3. Calculate the translational kinetic energy: $K_{trans} = \frac{1}{2}mv^2 = \frac{1}{2} \times 5.0 \times (3.0)^2 = 22.5 \text{ J}$

4. Calculate the rotational kinetic energy: $K_{rot} = \frac{1}{2}I\omega^2 = \frac{1}{2} \times 0.025 \times (30)^2 = 11.25 \text{ J}$

5. Calculate the total kinetic energy: $K_{total} = K_{trans} + K_{rot} = 22.5 + 11.25 = 33.75 \text{ J}$

The total kinetic energy of the rolling cylinder is 33.75 joules.

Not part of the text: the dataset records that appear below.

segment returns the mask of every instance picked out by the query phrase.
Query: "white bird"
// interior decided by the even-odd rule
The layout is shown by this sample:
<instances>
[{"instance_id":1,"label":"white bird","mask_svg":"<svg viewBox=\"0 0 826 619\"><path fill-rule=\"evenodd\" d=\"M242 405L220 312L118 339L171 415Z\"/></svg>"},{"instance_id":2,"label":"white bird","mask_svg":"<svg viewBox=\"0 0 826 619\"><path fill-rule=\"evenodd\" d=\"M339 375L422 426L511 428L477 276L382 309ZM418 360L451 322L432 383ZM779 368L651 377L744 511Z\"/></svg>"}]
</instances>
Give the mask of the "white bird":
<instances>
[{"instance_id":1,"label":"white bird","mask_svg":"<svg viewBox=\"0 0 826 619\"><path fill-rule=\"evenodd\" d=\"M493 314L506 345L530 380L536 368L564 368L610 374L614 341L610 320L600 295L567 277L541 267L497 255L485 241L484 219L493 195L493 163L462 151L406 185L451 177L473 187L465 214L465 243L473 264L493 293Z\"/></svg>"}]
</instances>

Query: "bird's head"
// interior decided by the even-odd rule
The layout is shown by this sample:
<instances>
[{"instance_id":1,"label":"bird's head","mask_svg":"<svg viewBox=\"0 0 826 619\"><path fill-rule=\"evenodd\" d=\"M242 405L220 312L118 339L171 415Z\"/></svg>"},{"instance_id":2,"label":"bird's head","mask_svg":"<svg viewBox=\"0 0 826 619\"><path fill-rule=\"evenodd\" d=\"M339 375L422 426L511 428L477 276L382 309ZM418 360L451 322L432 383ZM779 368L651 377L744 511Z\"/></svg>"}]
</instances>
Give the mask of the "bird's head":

Practice Problem 3: Energy Conservation

To solve this problem:

1. Identify the given values:

• Mass (m) = 1.0 kg
• Radius (r) = 0.20 m
• Height (h) = 0.50 m
• Moment of inertia formula: $I = \frac{2}{5}mr^2$

1. Apply conservation of energy: Gravitational potential energy at the top equals total kinetic energy at the bottom. $mgh = K_{total} = K_{trans} + K_{rot}$

2. For a solid sphere rolling without slipping, the relationship between translational and rotational kinetic energy is: $K_{rot} = \frac{I\omega^2}{2} = \frac{I}{2} \times \frac{v^2}{r^2} = \frac{I}{2r^2} \times v^2$

3. Substitute the moment of inertia: $K_{rot} = \frac{\frac{2}{5}mr^2}{2r^2} \times v^2 = \frac{1}{5}mv^2$

4. Therefore: $K_{total} = K_{trans} + K_{rot} = \frac{1}{2}mv^2 + \frac{1}{5}mv^2 = \frac{7}{10}mv^2$

5. From conservation of energy: $mgh = \frac{7}{10}mv^2$

6. Solve for v: $v^2 = \frac{10gh}{7} = \frac{10 \times 9.8 \times 0.50}{7} = 7.0$ $v = 2.65 \text{ m/s}$

7. Calculate the total kinetic energy: $K_{total} = \frac{7}{10}mv^2 = \frac{7}{10} \times 1.0 \times 7.0 = 4.9 \text{ J}$

The total kinetic energy of the sphere at the bottom of the ramp is 4.9 joules.